It’s hard to believe this… I have hit my final *big* milestone before my ultimate goal. I have officially lost over 200 pounds. Did I really type that?? TWO HUNDRED?? It must be a dream, it’s so surreal.
It has gone by so fast, but gone so slow at the same time. I want to fast forward to my goal, but then what? I’m not sure I’m ready for maintenance. I still can’t believe I only have ~25 pounds to go.
I look in the mirror each morning and I really can’t imagine I’m so close to goal – my mind doesn’t see it. I think I look huge, to be honest. I see “this” hanging and “that” sagging. But then I get dressed and go into town… and here’s the strangest feeling of all: I can walk through the mirror department in a store and I literally don’t recognize the reflection as I pass by. “Who is th… oh, that’s me!?” How is that possible?
I thought hitting this milestone would make me feel different, like a weight had been lifted (pun intended) – but no, just another day. People look at me and don’t know what I’ve done. And honestly, I think people don’t even “look” at me anymore. I guess I’m “normal” … less than “average” weight … I’m not the biggest person who walks into a room anymore, so no one notices me as different, or that I *was* different.

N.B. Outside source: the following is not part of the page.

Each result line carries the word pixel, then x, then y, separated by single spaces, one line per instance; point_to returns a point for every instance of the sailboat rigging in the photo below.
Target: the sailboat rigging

I want my mind to catch up.
I want to see what other people see.
I want to feel… changed.
I don’t mean to be a “Debbie Downer” – I am truly excited I’ve hit this milestone, it’s just my mind messing with me. And I’ve still got the last and hardest part to go.
As of today, I’ve been LCHF / ketogenic for 19 months. I’ve never weighed what I weigh now – well, I guess I did at some point, when I was a kid, maybe? So I talk about “goal” without really knowing when I should stop, since these weights and sizes are all new to me. I hope during maintenance my body will level out and let me know where I need to be. On one hand, I look forward to adding more carbs, but on the other, that makes me worried. I definitely don’t want to go back anywhere near where I used to be. As a carb addict, it’s easy to go overboard and keep on going.
I’ll just have to stay on top of it. From now on!